Mood: don't ask
Topic: big media
The staff at Fairfax are "revolting" as the ambiguous old saw goes: Striking Fairfax workers risk fines says the rival Murdoch press The Australian.
We heard Gerard Noonan of Fairfax talking on ABC Trioli local radio show before 9 am, and Matthew Moore of Fairfax on the 9am news bulletin: Some talk about layoffs of 35 "production people" up to sub editors.
And David Kirk as one of the bosses is getting in front of the protest action with his own pro free speech presser middle of today, according to ABC World Today reporter Ashley Hall, transcript in due course here 10th May 2007, and reported here Media giants fight for free speech | | The Australian, and here Press unites in free speech fight | The Daily Telegraph
Curious times for micro news SAM blog reporting on Big Media protesters.

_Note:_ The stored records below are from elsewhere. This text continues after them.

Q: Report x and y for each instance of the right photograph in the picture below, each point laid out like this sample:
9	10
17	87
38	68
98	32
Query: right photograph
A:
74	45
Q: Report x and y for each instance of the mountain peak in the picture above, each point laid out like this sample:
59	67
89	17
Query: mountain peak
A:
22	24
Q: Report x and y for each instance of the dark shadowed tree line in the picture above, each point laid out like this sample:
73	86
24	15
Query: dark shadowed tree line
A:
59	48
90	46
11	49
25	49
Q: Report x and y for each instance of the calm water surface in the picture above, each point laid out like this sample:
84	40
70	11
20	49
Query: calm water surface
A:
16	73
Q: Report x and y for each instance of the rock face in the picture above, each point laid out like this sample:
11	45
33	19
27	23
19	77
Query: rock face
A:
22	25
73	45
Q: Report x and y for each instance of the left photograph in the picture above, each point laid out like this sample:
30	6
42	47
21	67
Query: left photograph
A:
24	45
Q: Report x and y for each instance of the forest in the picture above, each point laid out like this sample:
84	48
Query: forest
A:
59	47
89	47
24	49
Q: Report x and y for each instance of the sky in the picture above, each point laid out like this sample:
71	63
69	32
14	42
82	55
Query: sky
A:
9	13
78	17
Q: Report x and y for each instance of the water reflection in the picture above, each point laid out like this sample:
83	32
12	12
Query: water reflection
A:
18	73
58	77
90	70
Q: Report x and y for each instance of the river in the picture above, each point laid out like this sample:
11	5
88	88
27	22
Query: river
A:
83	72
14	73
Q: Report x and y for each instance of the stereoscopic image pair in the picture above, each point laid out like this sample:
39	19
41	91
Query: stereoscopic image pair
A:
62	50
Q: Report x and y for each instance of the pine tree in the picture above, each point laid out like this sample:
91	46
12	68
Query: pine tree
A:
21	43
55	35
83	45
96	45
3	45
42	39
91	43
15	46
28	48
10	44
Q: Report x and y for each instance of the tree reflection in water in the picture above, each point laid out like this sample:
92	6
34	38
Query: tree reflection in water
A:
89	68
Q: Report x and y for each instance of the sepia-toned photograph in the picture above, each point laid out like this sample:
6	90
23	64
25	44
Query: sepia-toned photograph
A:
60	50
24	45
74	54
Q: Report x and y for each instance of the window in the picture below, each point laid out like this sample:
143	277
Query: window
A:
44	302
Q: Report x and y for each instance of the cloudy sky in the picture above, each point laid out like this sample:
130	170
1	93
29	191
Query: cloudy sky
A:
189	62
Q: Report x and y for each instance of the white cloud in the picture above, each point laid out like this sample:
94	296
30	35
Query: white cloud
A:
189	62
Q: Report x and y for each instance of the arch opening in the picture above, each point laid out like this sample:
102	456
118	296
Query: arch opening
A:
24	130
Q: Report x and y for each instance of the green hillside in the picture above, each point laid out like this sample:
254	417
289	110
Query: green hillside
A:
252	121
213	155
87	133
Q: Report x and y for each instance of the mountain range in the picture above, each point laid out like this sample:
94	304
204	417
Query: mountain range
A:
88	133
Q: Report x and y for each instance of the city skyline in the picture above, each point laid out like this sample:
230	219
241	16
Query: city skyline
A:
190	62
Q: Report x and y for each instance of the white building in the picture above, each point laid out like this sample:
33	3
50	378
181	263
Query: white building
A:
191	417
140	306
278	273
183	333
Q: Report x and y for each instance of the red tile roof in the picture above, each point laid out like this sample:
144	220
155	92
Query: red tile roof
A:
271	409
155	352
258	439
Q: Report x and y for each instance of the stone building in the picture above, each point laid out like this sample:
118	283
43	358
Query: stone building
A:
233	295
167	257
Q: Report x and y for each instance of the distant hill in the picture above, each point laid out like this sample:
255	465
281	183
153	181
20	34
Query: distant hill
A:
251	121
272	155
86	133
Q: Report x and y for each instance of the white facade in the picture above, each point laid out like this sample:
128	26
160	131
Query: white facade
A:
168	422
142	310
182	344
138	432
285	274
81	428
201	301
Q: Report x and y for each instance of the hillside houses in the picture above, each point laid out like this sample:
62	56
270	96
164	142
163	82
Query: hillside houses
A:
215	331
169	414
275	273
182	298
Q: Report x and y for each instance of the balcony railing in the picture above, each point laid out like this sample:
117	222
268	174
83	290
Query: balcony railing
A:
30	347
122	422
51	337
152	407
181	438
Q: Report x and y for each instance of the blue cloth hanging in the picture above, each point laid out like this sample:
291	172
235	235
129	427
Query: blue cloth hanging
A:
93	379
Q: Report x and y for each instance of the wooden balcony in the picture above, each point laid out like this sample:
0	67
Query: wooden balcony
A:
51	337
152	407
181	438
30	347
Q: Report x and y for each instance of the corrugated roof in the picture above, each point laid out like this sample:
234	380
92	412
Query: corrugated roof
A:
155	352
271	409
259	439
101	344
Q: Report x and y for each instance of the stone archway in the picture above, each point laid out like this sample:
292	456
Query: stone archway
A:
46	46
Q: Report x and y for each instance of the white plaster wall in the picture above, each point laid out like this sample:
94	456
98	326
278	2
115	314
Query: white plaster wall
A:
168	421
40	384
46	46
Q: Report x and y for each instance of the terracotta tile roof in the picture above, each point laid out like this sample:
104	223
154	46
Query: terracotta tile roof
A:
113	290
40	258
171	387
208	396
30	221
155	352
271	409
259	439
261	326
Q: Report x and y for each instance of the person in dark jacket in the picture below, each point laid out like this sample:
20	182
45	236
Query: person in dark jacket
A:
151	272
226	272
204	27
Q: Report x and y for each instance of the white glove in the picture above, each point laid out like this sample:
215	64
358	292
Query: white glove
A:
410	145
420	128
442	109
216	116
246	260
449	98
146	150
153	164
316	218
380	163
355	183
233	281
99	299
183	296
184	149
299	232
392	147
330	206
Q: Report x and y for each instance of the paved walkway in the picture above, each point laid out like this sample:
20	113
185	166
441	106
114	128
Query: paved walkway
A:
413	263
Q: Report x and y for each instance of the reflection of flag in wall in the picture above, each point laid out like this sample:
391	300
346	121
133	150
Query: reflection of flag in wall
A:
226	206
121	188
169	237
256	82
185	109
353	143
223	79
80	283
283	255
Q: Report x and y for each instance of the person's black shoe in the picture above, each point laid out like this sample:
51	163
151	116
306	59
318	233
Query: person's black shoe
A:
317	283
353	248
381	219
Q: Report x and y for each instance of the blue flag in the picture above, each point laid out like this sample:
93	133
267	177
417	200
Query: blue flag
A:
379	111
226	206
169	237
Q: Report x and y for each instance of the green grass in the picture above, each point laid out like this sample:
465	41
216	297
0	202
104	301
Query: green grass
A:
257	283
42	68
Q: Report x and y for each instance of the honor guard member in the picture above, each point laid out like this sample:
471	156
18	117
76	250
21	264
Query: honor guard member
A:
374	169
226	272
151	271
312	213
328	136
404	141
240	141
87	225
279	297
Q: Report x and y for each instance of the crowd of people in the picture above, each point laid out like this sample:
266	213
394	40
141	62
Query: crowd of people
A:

We had some fascinating converstions with some seriously senior media folks, including one from The Australian supporting the Herald staff.
Will the loss of these production people really change the political content of the paper ...sub editors do headlines, prominence, space I suppose? Answer: Absolutely - one person in senior management asked whether the journalists even write the headlines. Didn't even know the business of running newspapers.
What affect is the bleed of staff to The Australian from the Fin Review like? A tragedy came the answer.
What's the purpose of the lay offs? Various answers to this one:
- Greed. The company is very profitable but not phenomenally profitable like 10 years ago. The senior management are not moving with the times and think newspapers can profit as much they did before in a changing media world.
- accountancy madness. Don't understand the business, think people with similar job titles can do other peoples work.
We hear at the 1 pm news on abc radio that the staff have been ordered back to work and to talks later this afternoon. Mmm.Postscript #1 at Mon 14th May 07
[bold added]
"Many old-school journalists see him as the devil incarnate, as this comment from a former employee attests: "Brian McCarthy's view of a newspaper is to fill the editorial with social pics and bland, non-threatening yarns and bland, non-threatening letters to the editor; The Sound of Music on newsprint.
"Newsrooms are staffed accordingly, mainly with kiddies from Bathurst who can't write, can't report and who think context is a coloured pencil. They roam around the country like itinerant shed hands, never engaging with communities, simply passing through them, the object a job on city television. I grew up in a community where the editor of the local paper was our collective memory. His taste and judgment reflected the sensibilities of the district. This did not mean we were shielded from life's unpleasantness; it was more how we were told, including the context. There were no screaming headlines sitting over nothingness.
"Rural Press has destroyed local journalism and, with it, the right of communities to know. Its newspapers no longer provide a trusted independent source of local stories of importance and interest. When there's a hole to fill and nothing to fill it with, editors can dive into Rural Press's feature bin and pluck out a yarn. Many of those yarns are fed straight into this bin by PR outfits.
"The name of the real game is aggregated advertising areas, a one-stop-fits-all shop for national, state and regional ad agencies. The advertising dollar drives Rural Press, nothing else, and nothing stands in its way in pursuing this goal, including journalistic integrity."
Kirk may have set the direction for Fairfax, but McCarthy is the one to watch. "
McCarthy shares narrow view as Fairfax goes frugal | Mark Day ... rival Murdoch press, Thursday 3/5/07 p18 The Australian, media section.